Les activités de marché en danger

le 28/06/2012 L'AGEFI Hebdo

Qui donc accompagnera demain les entreprises françaises désireuses de se financer sur les marchés ? La question n’est pas anodine, alors que, Bâle III oblige, le rôle des marchés dans le financement de l’économie doit s’affirmer rapidement pour compenser le recul annoncé des banques. Si les progrès en cours sur le financement obligataire sont indéniables, dire que l’écosystème de la place de Paris sur le financement en actions est en danger est un euphémisme.

Premiers visés, les courtiers en actions. La directive MIF, avec ses conséquences sur la fragmentation des marchés, ses exigences de meilleure exécution et de meilleure sélection, mais aussi le dégroupage des prestations, a mis à mal ce métier en contraignant les acteurs à une course à l’armement technologique trop coûteuse pour une majorité de brokers (lire notre dossier page 26). Avec, pour corollaire, non seulement une hausse drastique des coûts, mais aussi une baisse des recettes, et surtout la mise en péril des activités de recherche, un métier déficitaire par définition. Face à des gérants toujours réticents à payer la recherche à son vrai prix, et à des acteurs contraints à la rationalisation, difficile de ne pas anticiper un regroupement des activités - qui pourrait bien se faire plutôt à Londres qu’à Paris -, voire la disparition pure et simple d’acteurs trop locaux. A noter aussi que les tentatives de créer des boutiques de recherche indépendantes, hors quelques succès de niche, n’ont pas encore démontré l’émergence d’un modèle économique viable et sûr. Pourtant, jamais le besoin d'analyse indépendante n'a été aussi fort, comme le montre le récent projet de Bloomberg de constituer un service de recherche global sur l'industrie.

Le problème est plus vaste encore : c’est l’ensemble des activités de marché qui pourrait bien sortir diminué des réglementations en cours. Le projet de séparation de la banque de détail et d’investissement, dont on ne sait encore sous quelle forme il sortira du chapeau, aura une grande influence sur leur développement.

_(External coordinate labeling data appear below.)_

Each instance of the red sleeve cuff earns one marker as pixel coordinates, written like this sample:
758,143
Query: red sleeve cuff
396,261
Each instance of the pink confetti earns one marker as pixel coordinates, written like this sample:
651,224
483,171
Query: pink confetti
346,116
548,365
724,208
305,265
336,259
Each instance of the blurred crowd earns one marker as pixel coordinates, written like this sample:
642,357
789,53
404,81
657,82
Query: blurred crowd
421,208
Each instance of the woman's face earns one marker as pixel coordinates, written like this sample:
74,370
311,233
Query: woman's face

Quant à la taxe sur les transactions financières, même réduite dans son étendue par rapport aux projets initiaux, elle pourrait bien avoir raison de certaines pratiques, notamment le trading à haute fréquence, mais aussi pousser les flux des investisseurs vers des cieux plus cléments, en Suisse ou au Royaume-Uni - pays tout à fait prêt à les accueillir, comme le Premier ministre Cameron l’a souligné au G20… Cela ne fera l’affaire ni des BFI françaises affaiblies, ni des entreprises puisque les investisseurs pourront faire leur métier à meilleur compte ailleurs. Quand à l’extension de ladite taxe à trois autres pays, l’Allemagne, l’Italie et l’Espagne, comme semble le laisser prévoir le récent mini-sommet européen, elle n’est qu’une consolation très secondaire.

Fiscalité, réforme structurelle... A l’heure des choix, les pouvoirs publics devraient garder à l’esprit que le financement de l’économie française passe avant tout par des acteurs locaux puissants.